How to practically set your goals and achieve them in 2019

There are many ways to set your goals and achieve them. I find most of them too vague for my liking.

I prefer tangible steps to the inspirational and motivational, the how is important. So when Robbie asked me for a framework on goal settings, I reflected and refined the process I have used successfully in the past.

Step 1 – Start thinking what you want to be able to say at the end of the year (or whatever timeline)

Write them down in the past tense, for example I have lost weight, or I have run a marathon. You might have 1, 3 or 20, that’s okay. This may take 5 minutes or be worked on over a few days.

Step 2 – Split them into buckets or themes.

I use WISH to bucket them –

  • Wealth,
  • Individual (personal development),
  • Social (relationships) and
  • Health.

This allows us to identify similar goals, areas where the most “work” is required. If the majority fall into one area, that is perhaps the area of your life that has been most neglected.

Step 3 – Harmonise similar ones.

Fewer are better, sometimes once grouped they may be similar enough to combine them into one. Try cover at least 3 areas across WISH, but one goal achieved is far more powerful and beneficial, than 20 merely WISH’d. If the majority are in one area, focus there (for now).

Goal achievement tends to cascade and compound to positively affect other areas of your life. Running, may help sleep, sleep then helps with the energy to run, both sleep and running may allow you to be happier, this improves your relationships, improved relationships may help your happiness…

Step 4 – Prioritise them.

This is non-judgemental, losing weight may be above spending time with your family. A healthy happy you, means better time with your family.

A financially stressed family is also tough on the family, prioritising working extra hours may reduce this stress. A better you, makes a better husband/wife/mother/brother etc.

Pick 1-5 priority goals to achieve, they can be split over the year. Some may span a whole year, 2 may be split over the year, 1 following on from the other. I try not to have more than 3 at any one time, with 1-2 clearly prioritised.

Step 5 – Make the prioritised ones more tangible and specific.

So reduce debt, becomes be debt free by August 2019, by reducing debt £X per month through being frugal and…..

Note that goals should be seen as directional or a way-point rather than achievements in themselves. Goal achievement is a moment to be celebrated, but far more important is the direction of travel and movement (however small).

Step 6 – Work out what habits, challenges etc. you need to do to make your goals a reality. Schedule them in, as reminders or blocks of time.

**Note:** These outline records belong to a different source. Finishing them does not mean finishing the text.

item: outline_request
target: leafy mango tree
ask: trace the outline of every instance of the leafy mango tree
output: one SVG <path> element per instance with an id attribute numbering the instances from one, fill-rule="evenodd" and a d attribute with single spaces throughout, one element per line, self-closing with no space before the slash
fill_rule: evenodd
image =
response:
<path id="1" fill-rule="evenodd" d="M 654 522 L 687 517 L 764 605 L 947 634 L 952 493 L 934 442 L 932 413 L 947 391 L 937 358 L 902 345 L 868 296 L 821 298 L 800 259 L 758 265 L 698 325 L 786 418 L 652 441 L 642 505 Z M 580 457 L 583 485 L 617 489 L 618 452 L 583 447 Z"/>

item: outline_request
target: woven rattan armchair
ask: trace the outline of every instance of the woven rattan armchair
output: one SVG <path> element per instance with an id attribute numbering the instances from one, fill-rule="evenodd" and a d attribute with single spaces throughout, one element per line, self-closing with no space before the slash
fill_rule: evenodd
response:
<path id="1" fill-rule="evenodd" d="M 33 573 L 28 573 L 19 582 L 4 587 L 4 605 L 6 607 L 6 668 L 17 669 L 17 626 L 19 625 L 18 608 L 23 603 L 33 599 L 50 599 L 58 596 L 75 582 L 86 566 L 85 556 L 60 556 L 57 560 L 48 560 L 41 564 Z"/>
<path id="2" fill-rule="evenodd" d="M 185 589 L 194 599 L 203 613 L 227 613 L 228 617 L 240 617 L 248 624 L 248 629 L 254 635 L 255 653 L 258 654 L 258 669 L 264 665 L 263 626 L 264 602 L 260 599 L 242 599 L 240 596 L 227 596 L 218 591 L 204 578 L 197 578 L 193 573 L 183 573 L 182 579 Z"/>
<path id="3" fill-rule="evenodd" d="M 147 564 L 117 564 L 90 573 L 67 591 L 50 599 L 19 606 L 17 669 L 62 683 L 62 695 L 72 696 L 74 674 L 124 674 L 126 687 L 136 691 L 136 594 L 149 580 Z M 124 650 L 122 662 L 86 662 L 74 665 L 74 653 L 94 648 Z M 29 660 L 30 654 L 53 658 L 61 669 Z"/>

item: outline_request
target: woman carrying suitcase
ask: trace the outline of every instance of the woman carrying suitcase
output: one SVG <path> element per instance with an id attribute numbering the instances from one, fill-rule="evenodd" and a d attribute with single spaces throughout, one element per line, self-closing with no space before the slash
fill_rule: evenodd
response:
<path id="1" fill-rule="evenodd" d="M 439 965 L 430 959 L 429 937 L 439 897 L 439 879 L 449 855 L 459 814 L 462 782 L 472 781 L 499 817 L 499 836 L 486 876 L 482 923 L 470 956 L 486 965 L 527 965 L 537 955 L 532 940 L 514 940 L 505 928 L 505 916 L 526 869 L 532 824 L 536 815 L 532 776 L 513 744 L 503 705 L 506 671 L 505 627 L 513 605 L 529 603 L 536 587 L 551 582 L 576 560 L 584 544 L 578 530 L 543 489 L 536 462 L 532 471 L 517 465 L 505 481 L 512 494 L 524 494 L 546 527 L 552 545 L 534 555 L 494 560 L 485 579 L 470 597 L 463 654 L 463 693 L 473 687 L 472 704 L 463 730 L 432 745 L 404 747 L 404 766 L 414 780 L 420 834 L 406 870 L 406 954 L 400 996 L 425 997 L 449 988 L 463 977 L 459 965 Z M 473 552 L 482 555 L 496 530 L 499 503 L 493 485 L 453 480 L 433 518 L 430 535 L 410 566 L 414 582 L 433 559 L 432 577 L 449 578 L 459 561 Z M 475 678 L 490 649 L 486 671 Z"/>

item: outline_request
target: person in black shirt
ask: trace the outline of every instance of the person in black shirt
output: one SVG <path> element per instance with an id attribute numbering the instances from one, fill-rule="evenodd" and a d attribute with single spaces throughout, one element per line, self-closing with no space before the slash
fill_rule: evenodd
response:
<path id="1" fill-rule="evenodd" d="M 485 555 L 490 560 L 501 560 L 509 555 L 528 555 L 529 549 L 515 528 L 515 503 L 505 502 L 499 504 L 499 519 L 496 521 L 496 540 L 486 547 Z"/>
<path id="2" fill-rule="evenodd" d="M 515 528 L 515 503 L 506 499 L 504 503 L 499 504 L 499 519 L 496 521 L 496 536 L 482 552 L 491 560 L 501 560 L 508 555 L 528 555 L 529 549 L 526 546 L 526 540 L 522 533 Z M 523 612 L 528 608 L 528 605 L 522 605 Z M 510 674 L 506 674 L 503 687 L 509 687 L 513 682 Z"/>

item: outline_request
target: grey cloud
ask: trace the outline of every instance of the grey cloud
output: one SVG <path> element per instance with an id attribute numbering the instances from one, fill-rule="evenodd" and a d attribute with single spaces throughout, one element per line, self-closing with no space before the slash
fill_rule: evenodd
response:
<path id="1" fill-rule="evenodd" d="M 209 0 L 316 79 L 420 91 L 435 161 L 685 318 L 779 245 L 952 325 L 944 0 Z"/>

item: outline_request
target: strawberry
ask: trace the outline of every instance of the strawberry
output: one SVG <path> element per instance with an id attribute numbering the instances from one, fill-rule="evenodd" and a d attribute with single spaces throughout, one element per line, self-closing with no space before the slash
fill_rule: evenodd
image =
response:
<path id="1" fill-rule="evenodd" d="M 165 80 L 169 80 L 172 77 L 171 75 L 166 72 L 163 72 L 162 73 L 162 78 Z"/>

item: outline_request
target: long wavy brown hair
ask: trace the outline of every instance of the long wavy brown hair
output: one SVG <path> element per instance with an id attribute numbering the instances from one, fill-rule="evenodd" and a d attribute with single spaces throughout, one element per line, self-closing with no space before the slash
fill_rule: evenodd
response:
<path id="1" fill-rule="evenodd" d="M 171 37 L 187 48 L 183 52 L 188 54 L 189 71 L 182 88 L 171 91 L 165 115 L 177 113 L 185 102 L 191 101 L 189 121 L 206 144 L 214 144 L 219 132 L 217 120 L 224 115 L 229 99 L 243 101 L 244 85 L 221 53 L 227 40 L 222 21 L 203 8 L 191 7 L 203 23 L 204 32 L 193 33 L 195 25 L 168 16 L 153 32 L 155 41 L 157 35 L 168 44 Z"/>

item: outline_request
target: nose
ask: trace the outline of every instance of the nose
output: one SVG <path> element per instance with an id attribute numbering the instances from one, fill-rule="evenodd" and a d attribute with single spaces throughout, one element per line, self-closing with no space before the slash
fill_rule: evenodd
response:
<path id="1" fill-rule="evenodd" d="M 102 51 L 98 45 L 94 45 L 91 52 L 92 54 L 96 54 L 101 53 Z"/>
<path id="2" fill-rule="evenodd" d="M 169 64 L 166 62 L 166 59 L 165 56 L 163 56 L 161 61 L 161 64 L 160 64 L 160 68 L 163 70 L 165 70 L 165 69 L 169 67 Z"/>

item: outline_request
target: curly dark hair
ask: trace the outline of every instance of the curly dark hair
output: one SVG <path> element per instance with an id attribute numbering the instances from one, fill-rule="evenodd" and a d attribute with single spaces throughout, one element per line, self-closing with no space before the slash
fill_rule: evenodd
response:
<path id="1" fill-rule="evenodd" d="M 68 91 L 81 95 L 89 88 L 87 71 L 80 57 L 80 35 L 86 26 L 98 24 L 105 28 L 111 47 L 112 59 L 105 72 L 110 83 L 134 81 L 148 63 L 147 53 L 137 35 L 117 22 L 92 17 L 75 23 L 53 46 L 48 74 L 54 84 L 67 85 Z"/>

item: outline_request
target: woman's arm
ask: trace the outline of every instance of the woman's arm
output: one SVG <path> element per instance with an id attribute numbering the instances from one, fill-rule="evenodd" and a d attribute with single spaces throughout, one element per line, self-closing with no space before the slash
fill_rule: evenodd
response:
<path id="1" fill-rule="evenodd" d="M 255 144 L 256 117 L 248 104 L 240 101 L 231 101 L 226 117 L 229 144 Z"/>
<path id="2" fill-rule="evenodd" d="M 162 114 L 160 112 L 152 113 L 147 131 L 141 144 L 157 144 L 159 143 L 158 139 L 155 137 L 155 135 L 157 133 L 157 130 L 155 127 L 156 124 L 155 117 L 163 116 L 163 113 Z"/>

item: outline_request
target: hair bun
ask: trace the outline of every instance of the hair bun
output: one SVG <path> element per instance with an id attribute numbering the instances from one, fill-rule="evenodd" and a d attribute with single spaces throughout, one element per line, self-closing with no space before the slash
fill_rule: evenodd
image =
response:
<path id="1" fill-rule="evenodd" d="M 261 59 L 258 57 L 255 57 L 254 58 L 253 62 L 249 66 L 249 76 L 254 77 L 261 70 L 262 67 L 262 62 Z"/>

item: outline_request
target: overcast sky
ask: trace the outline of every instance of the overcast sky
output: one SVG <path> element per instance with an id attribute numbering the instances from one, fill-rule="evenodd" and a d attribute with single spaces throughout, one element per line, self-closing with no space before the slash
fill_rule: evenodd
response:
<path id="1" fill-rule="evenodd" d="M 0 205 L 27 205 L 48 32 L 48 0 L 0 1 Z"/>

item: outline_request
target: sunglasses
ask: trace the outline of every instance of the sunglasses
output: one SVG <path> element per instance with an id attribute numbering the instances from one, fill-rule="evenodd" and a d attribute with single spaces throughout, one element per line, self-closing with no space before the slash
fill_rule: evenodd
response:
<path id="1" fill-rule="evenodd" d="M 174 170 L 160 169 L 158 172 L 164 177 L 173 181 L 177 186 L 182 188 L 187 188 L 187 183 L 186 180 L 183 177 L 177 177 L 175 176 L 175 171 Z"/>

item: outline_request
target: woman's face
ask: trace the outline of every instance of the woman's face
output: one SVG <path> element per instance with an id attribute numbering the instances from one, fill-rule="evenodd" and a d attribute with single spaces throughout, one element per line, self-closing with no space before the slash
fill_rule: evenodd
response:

Work out how what to make this a reality, by defining the diary/habits that mean the outcome takes care of itself.

So losing weight can be done by exercising 3 days a week and 5 healthy eating days. Habits should be reviewed regularly, goals less frequently.

Note, the specificity of step 4 is to crystallise and clarify the achievement, but it’s more about the process. Trust the process. If you invest time in the right areas and trust the compound effect, the results will take care of themselves.

Step 7 – Set baselines on each goal and targets.

A baseline is where you are now, your weight, your debt level etc. Movement against this will allow you to know if the process you have set up is working. Note that some processes take time to build and measurable improvement make take months.

Step 8 – Set review time.

Set time in the diary to check-in. This should be frequent enough to not allow drift to set, but allow sufficient time for identifiable change to be able to be measured, weekly/fortnightly/monthly, all could work.

This time is the time to evaluate progress, make adjustments and tweaks needed and check adherence. Make it work for you. Ideally you would have an accountability buddy, but lack of one shouldn’t stop you.

Step 9 – Reflect back – if I do these things, will the results take care of themselves.

An average plan you do, is better than a great plan you don’t. Make it a stretch, but realistic, positive goal.

Always factor in failure and accept it. Too often we allow a small setback to erode everything. For example if you on a diet, then eat a slice of cake at a birthday party, don’t let that mean you give up completely, accept that it happens, enjoy (don’t feel guilty) the cake and know you can (and will be) better tomorrow.

Aim for 80% of the time making better decisions. Practically, if you target 5 gym sessions, be delighted with 4 (more than you would have?), accepting of 3, disappointed with 2, knowing that next week you will be better. Life happens.

Consistency is key, it is far more important than grand efforts. Remember that excellence and success is just simple good habits performed consistently over time.